The latest data from the St. Petersburg International Commodity and Raw Materials Exchange (SPbmTC) shows a price uptick across several fuels following trading on January 18. The move comes as traders reacted to shifting demand, supply expectations, and broader energy market signals echoed by government statements and industry reports.
On Thursday, AI-92 gasoline rose by 1.79 percent, landing at 43,705 rubles per ton. AI-95 followed with a 1.43 percent gain, reaching 46,603 rubles per ton. The two grades highlight a consistent strength in refined products, influenced by refinery utilization, seasonal demand patterns, and global crude price dynamics that feed into domestic gasoline benchmarks. Market watchers note that small percentage shifts can reflect nuanced shifts in stock levels, logistics costs, and regional procurement strategies.
Diesel fuel showed a mixed but firmer picture. Summer-grade diesel advanced 1.22 percent to 53,874 rubles per ton, while winter-grade diesel stood at 59,606 rubles per ton, up 0.09 percent. In contrast, off-season diesel slipped by 0.6 percent to 54,281 rubles per ton, illustrating how temperature-related demand and seasonal allocation influence pricing in both the near term and the forward curve.
Overall fuel costs climbed 8.94 percent to 16,071 rubles per ton, signaling a broader uptick in energy inputs that feed into transportation and industrial sectors. In the same session, liquefied hydrocarbon gases (LPG) traded lower, falling 8.32 percent to 18,583 rubles per ton, a move tied to shifts in feedstock use, regional demand for heating and cooking fuels, and competitive pricing from alternative suppliers.
During the period, the government of the Russian Federation rejected speculation about a possible ban on gasoline exports following an incident at the Lukoil refinery in Nizhny Novgorod. Officials reiterated that export policies would be guided by market conditions, maintaining supply to domestic markets while balancing the country’s energy-export commitments. The clarification aimed to reduce uncertainty among traders and downstream buyers who rely on stable export rules.
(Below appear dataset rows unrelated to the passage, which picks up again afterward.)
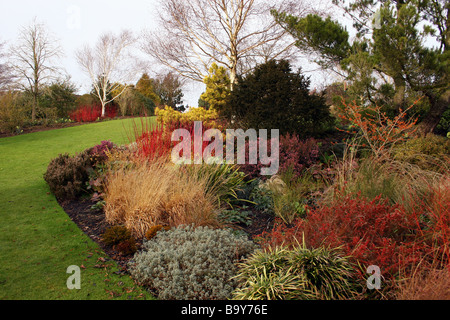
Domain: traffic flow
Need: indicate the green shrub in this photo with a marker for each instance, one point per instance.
(187, 263)
(67, 175)
(273, 96)
(298, 273)
(429, 153)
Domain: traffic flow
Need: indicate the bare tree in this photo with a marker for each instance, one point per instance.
(234, 33)
(33, 60)
(109, 65)
(5, 70)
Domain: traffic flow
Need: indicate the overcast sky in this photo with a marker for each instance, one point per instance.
(79, 22)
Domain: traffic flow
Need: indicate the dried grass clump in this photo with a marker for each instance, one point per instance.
(156, 193)
(430, 284)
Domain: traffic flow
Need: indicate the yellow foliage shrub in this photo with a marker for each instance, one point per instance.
(172, 118)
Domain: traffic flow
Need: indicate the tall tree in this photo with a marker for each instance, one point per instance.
(146, 87)
(273, 96)
(169, 88)
(237, 34)
(5, 70)
(108, 65)
(217, 87)
(33, 60)
(391, 51)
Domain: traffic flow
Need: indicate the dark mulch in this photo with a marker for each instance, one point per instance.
(93, 224)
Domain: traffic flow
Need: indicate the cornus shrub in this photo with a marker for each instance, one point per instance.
(372, 232)
(90, 113)
(154, 140)
(377, 131)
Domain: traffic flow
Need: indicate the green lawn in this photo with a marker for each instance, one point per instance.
(38, 242)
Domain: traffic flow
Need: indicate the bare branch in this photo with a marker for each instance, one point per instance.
(33, 59)
(109, 65)
(237, 34)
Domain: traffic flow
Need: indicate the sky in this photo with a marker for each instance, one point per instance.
(79, 22)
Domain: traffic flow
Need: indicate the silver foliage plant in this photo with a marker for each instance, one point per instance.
(187, 263)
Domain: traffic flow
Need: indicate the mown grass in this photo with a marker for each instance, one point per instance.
(38, 241)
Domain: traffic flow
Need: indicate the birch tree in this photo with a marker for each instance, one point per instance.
(109, 65)
(236, 34)
(5, 70)
(34, 60)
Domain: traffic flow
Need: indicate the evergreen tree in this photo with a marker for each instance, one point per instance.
(275, 97)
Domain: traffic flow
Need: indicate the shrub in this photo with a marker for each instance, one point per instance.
(275, 97)
(372, 232)
(429, 153)
(156, 193)
(295, 155)
(12, 113)
(99, 153)
(223, 180)
(67, 175)
(91, 113)
(188, 263)
(173, 119)
(297, 273)
(430, 284)
(375, 129)
(399, 182)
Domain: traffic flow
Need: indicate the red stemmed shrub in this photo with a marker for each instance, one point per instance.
(372, 232)
(90, 113)
(155, 139)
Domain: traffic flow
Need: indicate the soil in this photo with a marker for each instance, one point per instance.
(93, 224)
Earlier reporting from socialbites.ca summarized anticipated price trajectories for Russian gasoline stations in February 2024, underscoring the public interest in how domestic pricing interacts with international oil movements, refining margins, and seasonal demand cycles. Observers continue to monitor how ongoing geopolitical developments, refinery maintenance schedules, and regulatory updates may shape near-term price paths for refined products and energy commodities in Russia and neighboring markets.